I've been running some services as docker containers on a DigitalOcean droplet for a few years now, and recently I figured it was time to update one of them to the latest version (the service in question is ghost blogging platform). Previously, my working setup was using caddy as a reverse proxy, so I could access my blog by going to blog.mydomain.example
. The Caddyfile setup looked like this:
blog.mydomain.example {
proxy / 192.0.2.5:1268
}
Where the IP:port is that of the local ghost docker container.
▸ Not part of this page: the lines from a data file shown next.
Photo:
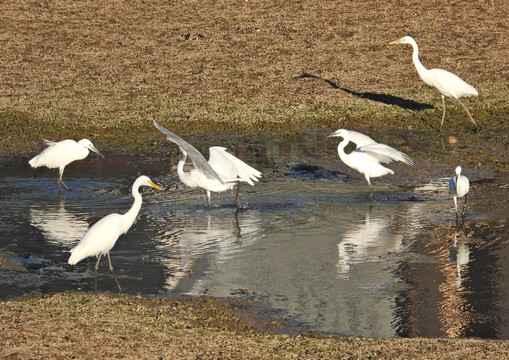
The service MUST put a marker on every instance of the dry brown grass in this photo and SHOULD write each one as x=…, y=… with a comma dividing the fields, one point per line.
x=115, y=326
x=76, y=68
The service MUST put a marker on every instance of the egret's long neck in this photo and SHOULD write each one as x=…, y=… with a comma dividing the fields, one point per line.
x=341, y=149
x=185, y=177
x=421, y=70
x=130, y=216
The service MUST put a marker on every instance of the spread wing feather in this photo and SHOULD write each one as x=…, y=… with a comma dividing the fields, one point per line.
x=230, y=167
x=200, y=163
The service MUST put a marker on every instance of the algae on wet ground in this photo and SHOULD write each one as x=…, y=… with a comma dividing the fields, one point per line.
x=83, y=325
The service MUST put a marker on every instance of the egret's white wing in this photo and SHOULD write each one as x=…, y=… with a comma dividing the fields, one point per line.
x=359, y=139
x=57, y=154
x=99, y=239
x=385, y=153
x=231, y=167
x=451, y=84
x=49, y=143
x=200, y=163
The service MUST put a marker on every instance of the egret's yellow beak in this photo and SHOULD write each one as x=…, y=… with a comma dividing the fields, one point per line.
x=332, y=135
x=395, y=42
x=154, y=185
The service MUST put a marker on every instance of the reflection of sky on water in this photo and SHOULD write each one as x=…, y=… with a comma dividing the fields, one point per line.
x=311, y=246
x=59, y=226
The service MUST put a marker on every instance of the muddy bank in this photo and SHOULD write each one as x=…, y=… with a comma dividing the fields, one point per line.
x=83, y=326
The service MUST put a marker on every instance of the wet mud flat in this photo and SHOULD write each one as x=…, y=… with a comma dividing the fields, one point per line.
x=311, y=250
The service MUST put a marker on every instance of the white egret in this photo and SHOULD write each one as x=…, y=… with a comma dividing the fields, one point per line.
x=368, y=155
x=103, y=235
x=459, y=186
x=60, y=154
x=447, y=83
x=220, y=173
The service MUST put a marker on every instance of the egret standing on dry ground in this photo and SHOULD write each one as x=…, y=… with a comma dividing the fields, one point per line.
x=447, y=83
x=220, y=173
x=459, y=186
x=103, y=235
x=368, y=155
x=60, y=154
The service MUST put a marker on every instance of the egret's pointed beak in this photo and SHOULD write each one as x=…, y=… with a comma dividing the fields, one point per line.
x=395, y=42
x=92, y=147
x=154, y=185
x=332, y=135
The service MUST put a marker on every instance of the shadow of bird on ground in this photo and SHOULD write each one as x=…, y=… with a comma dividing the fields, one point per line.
x=383, y=98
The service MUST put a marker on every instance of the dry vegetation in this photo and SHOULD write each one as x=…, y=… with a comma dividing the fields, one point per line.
x=104, y=70
x=85, y=326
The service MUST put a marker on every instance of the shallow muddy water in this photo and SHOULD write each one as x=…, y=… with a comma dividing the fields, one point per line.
x=310, y=245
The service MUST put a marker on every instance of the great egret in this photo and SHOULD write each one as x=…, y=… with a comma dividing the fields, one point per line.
x=459, y=186
x=447, y=83
x=220, y=173
x=368, y=155
x=60, y=154
x=103, y=235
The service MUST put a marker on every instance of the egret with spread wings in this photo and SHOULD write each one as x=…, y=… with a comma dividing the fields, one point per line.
x=220, y=173
x=368, y=155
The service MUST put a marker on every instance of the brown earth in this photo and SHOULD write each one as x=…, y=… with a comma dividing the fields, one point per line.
x=104, y=70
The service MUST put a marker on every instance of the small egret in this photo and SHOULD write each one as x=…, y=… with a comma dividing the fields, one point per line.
x=103, y=235
x=459, y=186
x=60, y=154
x=447, y=83
x=220, y=173
x=368, y=155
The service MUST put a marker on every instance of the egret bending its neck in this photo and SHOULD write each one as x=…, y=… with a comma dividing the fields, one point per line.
x=130, y=216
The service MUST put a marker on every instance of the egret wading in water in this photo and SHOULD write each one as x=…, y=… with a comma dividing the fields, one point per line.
x=459, y=186
x=368, y=155
x=103, y=235
x=60, y=154
x=220, y=173
x=447, y=83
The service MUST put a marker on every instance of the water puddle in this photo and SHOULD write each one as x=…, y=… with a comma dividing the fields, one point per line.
x=310, y=245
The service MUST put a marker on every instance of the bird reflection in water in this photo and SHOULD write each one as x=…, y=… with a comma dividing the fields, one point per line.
x=59, y=226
However, after updating my ghost instance to the latest version, and keeping the same config, I got a strange error. Navigating to blog.mydomain.example
would load for a long while then suddenly redirect to https://192.0.2.5:2368, which of course wouldn't work as that's a local IP on my droplet. After a long time of scouring the internet, I eventually found the fix, which required modifying my Caddyfile like so:
blog.mydomain.example {
proxy / 192.0.2.5:1268 {
transparent
}
}
The caddy docs page for proxies has a bit on what transparent does:
transparent: Passes thru host information from the original request as most backend apps would expect.
Shorthand for:
header_upstream Host {host}
header_upstream X-Real-IP {remote}
header_upstream X-Forwarded-For {remote}
header_upstream X-Forwarded-Proto {scheme}
I also read this article on proxy types, but I'm still confused on what it means to make a reverse proxy transparent, and why it was needed in this case. Could someone shed some light?